Don’t Call it “The Big Easy”
For all the insider information I wish I’d had, have a taste of the Gumbo Pages. Written by New Orleans native Chuck Taggart, the site is a tangled labyrinth of unknowns: some links work, some don’t. Much like the city itself, the site isn’t polished but it’s the real deal. You’ll get a bit of history on the city, a lesson in how to talk like a local, and tons of insight into the food, music and culture that makes New Orleans so distinctive.
Source: The Gumbo Pages
A City of Characters
“A Confederacy of Dunces” provides a hysterical (and sometimes heartbreaking) introduction to New Orleans, through the eyes of main character Ignatius J. Reilly. You don’t have to be slumming it in New Orleans as I was to appreciate the raucous adventures of Ignatius. Read the book, then take a virtual tour created by a “Confederacy” aficionado and glimpse the various New Orleans locales mentioned throughout.
Source: Confederacy of Dunces: A Virtual Tour
One of the most strange and memorable sights I had in New Orleans was seeing dedicated fans of Anne Rice, author of the “Vampire Chronicles.” Decked out in elaborate gothic costumes (think heavy wool and lots of black) and white pancake makeup, they went about their day-to-day business in the blazing heat and humidity—while I dripped with sweat in my little sundress.

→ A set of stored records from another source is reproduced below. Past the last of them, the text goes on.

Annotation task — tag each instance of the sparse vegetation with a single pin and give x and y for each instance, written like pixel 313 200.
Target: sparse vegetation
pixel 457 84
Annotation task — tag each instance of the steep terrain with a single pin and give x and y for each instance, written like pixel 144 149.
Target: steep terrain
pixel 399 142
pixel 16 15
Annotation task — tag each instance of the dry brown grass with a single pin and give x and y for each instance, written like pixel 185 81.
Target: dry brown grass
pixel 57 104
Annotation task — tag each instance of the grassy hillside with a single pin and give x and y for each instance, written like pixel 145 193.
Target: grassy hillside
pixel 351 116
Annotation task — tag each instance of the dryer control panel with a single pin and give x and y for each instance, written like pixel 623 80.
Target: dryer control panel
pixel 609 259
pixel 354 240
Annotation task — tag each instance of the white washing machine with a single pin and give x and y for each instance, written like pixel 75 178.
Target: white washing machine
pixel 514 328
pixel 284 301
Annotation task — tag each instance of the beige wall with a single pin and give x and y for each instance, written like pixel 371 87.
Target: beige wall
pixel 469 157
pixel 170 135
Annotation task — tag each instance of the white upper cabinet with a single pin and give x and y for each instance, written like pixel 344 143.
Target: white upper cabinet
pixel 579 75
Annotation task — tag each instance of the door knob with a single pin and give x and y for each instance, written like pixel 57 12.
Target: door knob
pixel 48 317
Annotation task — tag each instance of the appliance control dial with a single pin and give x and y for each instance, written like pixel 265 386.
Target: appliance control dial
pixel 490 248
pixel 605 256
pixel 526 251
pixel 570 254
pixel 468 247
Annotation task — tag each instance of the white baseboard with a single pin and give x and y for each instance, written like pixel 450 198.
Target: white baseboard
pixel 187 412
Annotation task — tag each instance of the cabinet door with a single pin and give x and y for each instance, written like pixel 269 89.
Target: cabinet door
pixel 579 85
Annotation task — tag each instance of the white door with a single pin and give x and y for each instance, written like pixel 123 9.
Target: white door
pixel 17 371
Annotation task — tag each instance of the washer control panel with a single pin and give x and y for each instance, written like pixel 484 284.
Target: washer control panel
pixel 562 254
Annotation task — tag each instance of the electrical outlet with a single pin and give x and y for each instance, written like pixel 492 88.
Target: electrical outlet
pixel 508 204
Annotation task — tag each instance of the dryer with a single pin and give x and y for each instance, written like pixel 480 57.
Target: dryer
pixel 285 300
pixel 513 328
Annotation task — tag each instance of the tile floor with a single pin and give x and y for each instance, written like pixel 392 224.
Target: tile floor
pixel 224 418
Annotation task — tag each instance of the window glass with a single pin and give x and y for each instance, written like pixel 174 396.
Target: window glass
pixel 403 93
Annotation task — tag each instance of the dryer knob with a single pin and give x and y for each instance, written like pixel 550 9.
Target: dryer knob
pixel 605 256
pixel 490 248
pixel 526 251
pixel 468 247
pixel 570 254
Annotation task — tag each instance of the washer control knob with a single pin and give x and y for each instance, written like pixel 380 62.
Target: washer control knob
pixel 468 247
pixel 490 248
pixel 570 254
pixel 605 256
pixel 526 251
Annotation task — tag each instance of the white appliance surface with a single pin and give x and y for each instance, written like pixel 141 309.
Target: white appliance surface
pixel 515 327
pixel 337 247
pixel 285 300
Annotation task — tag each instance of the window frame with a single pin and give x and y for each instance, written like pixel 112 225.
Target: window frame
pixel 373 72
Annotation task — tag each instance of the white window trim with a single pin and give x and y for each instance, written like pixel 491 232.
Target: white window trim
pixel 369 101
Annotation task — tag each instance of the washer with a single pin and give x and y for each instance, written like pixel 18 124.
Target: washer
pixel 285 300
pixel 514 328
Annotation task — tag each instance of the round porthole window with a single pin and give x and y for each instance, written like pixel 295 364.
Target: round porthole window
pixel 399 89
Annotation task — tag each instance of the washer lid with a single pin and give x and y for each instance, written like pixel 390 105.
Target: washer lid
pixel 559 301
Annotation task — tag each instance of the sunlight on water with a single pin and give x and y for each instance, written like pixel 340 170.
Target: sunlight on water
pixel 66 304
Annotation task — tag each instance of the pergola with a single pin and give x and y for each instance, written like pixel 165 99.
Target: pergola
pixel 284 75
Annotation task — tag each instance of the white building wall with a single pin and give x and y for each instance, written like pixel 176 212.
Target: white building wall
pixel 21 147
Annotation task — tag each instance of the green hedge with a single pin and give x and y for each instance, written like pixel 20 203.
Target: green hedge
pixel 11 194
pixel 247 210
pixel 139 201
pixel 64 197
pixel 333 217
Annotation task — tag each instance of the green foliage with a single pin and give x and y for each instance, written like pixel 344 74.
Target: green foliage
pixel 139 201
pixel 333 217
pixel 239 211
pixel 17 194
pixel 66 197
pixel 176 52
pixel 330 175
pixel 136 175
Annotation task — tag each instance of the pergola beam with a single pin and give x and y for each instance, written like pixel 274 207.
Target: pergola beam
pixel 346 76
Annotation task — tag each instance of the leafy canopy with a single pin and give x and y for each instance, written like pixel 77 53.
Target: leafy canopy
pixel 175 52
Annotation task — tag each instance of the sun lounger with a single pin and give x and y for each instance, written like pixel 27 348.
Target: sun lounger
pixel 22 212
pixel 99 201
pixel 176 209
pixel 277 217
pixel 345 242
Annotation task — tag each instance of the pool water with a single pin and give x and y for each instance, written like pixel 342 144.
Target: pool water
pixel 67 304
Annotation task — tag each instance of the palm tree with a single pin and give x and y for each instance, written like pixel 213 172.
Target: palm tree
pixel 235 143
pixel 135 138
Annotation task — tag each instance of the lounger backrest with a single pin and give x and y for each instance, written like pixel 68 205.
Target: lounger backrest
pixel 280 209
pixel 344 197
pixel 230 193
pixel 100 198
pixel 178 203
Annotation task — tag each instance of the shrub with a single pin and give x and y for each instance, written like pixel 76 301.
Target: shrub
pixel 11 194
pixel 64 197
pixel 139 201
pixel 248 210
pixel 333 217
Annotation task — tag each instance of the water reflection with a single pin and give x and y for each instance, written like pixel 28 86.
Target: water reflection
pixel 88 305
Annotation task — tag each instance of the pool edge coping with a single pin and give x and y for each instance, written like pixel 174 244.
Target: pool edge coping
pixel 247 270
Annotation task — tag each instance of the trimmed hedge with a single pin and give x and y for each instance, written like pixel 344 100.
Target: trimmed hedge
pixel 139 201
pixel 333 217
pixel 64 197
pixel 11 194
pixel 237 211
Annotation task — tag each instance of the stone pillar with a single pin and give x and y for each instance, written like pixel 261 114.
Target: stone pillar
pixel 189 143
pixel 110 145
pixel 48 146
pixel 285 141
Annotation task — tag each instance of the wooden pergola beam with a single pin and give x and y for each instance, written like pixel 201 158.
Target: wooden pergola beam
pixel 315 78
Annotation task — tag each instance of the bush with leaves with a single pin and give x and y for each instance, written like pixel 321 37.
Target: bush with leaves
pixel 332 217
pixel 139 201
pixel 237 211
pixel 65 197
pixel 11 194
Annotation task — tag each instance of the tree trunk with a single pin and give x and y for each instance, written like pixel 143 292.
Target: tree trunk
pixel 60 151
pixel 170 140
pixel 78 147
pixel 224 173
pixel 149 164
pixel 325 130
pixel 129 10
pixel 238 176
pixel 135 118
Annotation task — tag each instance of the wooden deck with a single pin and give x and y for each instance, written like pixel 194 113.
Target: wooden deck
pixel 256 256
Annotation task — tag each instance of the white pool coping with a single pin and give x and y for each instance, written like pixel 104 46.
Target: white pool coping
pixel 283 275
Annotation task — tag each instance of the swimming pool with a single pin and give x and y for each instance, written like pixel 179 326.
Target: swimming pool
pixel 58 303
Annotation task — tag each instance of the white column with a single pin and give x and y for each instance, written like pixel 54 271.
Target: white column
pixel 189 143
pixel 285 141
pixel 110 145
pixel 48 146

Anne Rice’s Vampire Lestat Fan Club has information on membership and upcoming events.
Source: Anne Rice’s Vampire Lestat Fan Club
All That Jazz, And Then Some
My very first weekend in New Orleans was the start of Jazz Fest. Who needs Mardi Gras when there’s the New Orleans Jazz & Heritage Festival? The festival is so much more than jazz music: the Fais Do-Do Stage overflows with Cajun and zydeco, Congo Square brims with funk and soul, and the Gospel Tent brings you a little closer to something ethereal (and provides a much-need break from the sun). Nourish yourself with the music and with the food—catfish po-boy and sweet potato pone never tasted so good.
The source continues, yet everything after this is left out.